The national sales-to-new-listings ratio was 62.4% in April, down slightly over the prior two months. CREA said this measure of market balance hasn’t changed significantly because both buyers and sellers have been equalled impacted by the COVID-19 crisis.
However, its other measure of market balance – the number of months of inventory – leaped from 4.3 months in March to 9.2 in April. “The jump in this measure reflects the fact that sales were expected to fall right away in this situation; whereas a stock variable like active listings would be expected to fall much slower, even if it was falling at the fastest pace on record as of April,” CREA’s report said, adding, “Anecdotal evidence suggests many sellers who already had homes on the market before mid-March may have left the listings up for now but drastically curtailed the extent to which they were actively trying to sell during the lockdown. Going forward, many of these listings will simply be allowed to expire or may be withdrawn. As such, we may see this measure of market balance head back down in the months ahead.”
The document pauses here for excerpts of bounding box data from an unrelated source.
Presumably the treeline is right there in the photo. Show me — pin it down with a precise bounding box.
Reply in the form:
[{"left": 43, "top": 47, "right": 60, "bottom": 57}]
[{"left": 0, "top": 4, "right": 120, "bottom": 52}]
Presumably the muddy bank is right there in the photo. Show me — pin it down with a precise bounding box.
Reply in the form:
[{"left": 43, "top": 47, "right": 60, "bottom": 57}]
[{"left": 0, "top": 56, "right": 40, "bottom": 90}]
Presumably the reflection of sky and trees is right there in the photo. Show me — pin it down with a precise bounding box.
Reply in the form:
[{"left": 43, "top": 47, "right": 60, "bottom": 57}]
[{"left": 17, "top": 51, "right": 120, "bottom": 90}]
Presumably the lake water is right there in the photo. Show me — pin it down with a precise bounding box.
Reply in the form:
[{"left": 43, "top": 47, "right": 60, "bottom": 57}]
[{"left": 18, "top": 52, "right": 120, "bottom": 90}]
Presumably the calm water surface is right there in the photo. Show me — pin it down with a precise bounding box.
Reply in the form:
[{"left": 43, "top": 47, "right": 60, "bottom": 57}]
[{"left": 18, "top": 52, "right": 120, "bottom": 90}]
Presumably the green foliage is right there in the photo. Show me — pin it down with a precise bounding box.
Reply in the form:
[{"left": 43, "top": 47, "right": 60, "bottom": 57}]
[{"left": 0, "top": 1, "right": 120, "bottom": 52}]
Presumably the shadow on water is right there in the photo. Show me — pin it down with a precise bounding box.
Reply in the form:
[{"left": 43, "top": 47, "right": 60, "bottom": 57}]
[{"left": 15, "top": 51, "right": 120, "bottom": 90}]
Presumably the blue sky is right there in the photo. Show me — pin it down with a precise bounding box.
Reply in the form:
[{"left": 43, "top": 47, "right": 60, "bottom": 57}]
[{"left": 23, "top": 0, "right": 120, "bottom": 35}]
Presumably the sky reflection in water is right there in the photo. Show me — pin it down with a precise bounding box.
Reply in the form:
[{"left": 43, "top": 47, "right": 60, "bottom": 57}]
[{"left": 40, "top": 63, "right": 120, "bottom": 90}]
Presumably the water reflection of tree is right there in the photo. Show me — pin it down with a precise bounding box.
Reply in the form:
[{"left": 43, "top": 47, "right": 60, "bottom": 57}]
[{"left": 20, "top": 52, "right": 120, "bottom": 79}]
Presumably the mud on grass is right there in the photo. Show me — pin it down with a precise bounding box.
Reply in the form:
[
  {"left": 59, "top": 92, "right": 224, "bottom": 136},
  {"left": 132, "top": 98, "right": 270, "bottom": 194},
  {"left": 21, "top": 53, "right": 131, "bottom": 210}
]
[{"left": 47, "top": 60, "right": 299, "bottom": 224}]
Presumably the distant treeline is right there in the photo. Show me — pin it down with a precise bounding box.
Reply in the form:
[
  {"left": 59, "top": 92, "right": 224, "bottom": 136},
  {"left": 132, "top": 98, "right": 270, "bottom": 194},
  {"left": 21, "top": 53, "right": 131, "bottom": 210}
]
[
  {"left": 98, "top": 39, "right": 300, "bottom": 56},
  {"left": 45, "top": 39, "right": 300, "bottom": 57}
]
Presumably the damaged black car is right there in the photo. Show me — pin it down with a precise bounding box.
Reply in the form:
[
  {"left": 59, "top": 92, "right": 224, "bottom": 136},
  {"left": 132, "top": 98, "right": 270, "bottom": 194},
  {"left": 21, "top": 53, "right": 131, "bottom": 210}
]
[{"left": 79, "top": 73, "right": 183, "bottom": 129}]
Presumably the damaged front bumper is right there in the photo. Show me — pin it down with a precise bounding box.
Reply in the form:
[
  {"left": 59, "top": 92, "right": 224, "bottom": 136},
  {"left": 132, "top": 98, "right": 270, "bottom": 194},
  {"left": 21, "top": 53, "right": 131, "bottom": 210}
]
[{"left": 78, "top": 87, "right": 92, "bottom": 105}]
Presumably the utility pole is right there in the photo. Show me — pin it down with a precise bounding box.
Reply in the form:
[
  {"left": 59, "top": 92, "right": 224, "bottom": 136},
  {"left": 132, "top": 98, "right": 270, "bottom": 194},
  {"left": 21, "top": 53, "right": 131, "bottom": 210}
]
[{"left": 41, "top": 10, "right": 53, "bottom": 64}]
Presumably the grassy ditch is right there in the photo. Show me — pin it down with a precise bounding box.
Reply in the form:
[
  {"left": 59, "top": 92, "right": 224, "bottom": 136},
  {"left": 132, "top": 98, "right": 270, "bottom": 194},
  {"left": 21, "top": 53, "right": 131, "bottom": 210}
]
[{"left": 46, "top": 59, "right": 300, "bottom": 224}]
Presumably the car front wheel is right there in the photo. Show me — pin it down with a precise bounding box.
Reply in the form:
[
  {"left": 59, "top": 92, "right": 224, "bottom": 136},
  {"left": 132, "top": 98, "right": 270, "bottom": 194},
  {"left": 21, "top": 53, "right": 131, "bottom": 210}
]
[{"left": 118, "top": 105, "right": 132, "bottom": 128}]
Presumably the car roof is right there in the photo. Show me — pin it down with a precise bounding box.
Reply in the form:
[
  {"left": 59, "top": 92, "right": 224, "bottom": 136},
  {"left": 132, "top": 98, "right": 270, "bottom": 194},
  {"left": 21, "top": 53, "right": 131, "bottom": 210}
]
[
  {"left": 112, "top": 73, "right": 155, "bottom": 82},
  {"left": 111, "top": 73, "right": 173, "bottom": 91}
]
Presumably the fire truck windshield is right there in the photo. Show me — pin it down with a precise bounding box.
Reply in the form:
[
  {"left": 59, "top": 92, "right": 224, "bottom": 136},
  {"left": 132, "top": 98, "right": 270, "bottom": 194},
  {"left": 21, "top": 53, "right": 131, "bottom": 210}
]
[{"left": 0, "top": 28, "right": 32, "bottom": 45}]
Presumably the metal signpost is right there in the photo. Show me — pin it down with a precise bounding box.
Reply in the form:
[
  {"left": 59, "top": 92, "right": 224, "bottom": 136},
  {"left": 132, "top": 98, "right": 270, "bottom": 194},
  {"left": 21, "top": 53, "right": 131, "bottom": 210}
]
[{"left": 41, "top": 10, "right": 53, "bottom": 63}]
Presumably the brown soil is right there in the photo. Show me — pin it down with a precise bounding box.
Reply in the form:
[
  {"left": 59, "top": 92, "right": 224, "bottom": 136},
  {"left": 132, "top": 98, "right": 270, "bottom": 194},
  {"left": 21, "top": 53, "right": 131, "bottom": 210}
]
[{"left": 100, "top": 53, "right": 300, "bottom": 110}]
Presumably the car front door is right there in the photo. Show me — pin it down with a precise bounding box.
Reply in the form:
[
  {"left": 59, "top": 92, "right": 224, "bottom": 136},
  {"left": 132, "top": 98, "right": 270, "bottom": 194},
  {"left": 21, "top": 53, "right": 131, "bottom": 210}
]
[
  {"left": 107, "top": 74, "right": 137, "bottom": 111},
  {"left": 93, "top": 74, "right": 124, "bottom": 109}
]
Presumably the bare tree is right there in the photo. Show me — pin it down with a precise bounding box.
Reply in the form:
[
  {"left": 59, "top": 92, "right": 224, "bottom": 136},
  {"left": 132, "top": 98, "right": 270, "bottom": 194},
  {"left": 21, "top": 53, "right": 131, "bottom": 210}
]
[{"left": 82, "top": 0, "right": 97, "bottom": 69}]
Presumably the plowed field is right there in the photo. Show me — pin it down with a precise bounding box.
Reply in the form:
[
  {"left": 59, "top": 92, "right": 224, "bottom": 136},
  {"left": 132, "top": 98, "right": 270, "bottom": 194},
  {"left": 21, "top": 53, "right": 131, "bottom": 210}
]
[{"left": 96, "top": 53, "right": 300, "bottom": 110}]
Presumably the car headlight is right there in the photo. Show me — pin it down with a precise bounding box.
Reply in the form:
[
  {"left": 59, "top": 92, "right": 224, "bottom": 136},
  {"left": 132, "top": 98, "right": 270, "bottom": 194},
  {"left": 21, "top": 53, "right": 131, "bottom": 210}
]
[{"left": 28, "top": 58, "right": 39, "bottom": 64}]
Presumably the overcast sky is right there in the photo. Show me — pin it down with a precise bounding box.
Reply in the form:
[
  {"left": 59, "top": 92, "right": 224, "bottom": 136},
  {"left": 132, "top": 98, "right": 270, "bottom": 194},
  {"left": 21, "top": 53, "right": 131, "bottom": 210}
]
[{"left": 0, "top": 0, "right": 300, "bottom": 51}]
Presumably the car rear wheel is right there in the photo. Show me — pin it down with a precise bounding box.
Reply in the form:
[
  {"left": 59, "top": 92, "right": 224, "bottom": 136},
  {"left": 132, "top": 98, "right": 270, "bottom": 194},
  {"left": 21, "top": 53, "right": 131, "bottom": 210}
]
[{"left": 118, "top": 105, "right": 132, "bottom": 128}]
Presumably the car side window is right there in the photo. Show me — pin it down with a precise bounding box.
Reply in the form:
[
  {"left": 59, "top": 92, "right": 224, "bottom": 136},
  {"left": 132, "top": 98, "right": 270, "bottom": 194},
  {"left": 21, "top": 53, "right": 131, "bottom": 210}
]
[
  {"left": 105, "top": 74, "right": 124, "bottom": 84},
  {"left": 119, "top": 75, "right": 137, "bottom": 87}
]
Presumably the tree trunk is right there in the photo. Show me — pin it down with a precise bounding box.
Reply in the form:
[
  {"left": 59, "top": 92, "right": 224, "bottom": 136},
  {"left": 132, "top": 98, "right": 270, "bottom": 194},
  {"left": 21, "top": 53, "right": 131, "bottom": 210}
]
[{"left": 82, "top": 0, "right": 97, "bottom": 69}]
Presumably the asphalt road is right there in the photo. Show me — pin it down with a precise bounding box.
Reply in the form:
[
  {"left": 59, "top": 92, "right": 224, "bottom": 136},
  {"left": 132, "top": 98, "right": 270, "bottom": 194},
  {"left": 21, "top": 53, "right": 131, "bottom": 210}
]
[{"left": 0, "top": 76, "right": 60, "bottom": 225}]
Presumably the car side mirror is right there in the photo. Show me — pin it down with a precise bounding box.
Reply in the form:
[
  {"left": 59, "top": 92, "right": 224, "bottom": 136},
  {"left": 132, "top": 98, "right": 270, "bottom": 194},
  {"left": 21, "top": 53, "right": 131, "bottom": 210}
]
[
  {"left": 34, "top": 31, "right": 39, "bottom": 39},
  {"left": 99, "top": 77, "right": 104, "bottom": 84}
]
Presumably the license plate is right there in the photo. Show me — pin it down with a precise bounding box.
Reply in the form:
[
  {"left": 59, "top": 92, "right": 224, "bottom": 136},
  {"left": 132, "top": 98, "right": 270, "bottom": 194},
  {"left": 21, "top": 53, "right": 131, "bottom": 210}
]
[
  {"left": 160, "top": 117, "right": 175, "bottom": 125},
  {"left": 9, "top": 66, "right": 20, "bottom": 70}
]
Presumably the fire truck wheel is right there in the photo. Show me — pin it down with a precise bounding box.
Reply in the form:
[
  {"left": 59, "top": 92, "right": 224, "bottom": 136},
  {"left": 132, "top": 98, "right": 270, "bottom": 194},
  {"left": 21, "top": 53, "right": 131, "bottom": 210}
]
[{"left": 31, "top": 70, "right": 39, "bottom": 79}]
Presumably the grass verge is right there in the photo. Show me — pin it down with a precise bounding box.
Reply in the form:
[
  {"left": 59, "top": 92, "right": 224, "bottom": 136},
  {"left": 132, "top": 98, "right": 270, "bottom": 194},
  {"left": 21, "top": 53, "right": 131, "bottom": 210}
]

The actual national average price for homes sold in April 2020 was just over $488,000, down 1.3% from the same month last year.
Excluding the GTA and GVA – this country’s most active and expensive housing markets – trims the national average price to less than $392,000.
In his research note, Brian DePratto of TD Economics pointed out CREA’s report confirmed the market’s expectations “namely that the pandemic drove sales to historically depressed levels. Not only did buyers retreat to the sidelines in record numbers, so too did sellers.”
However, he cautioned housing market activity is likely to remain soft for at least the next few months.
“With April in the rear-view, we can start talking about ever so tentative improvements in sales activity as provinces begin to gradually re-open their economies,” DePratto said, adding, “We do expect sales to remain depressed for a few months longer as job markets slowly improve and buyers remain cautious, but a normalization process is likely already underway.”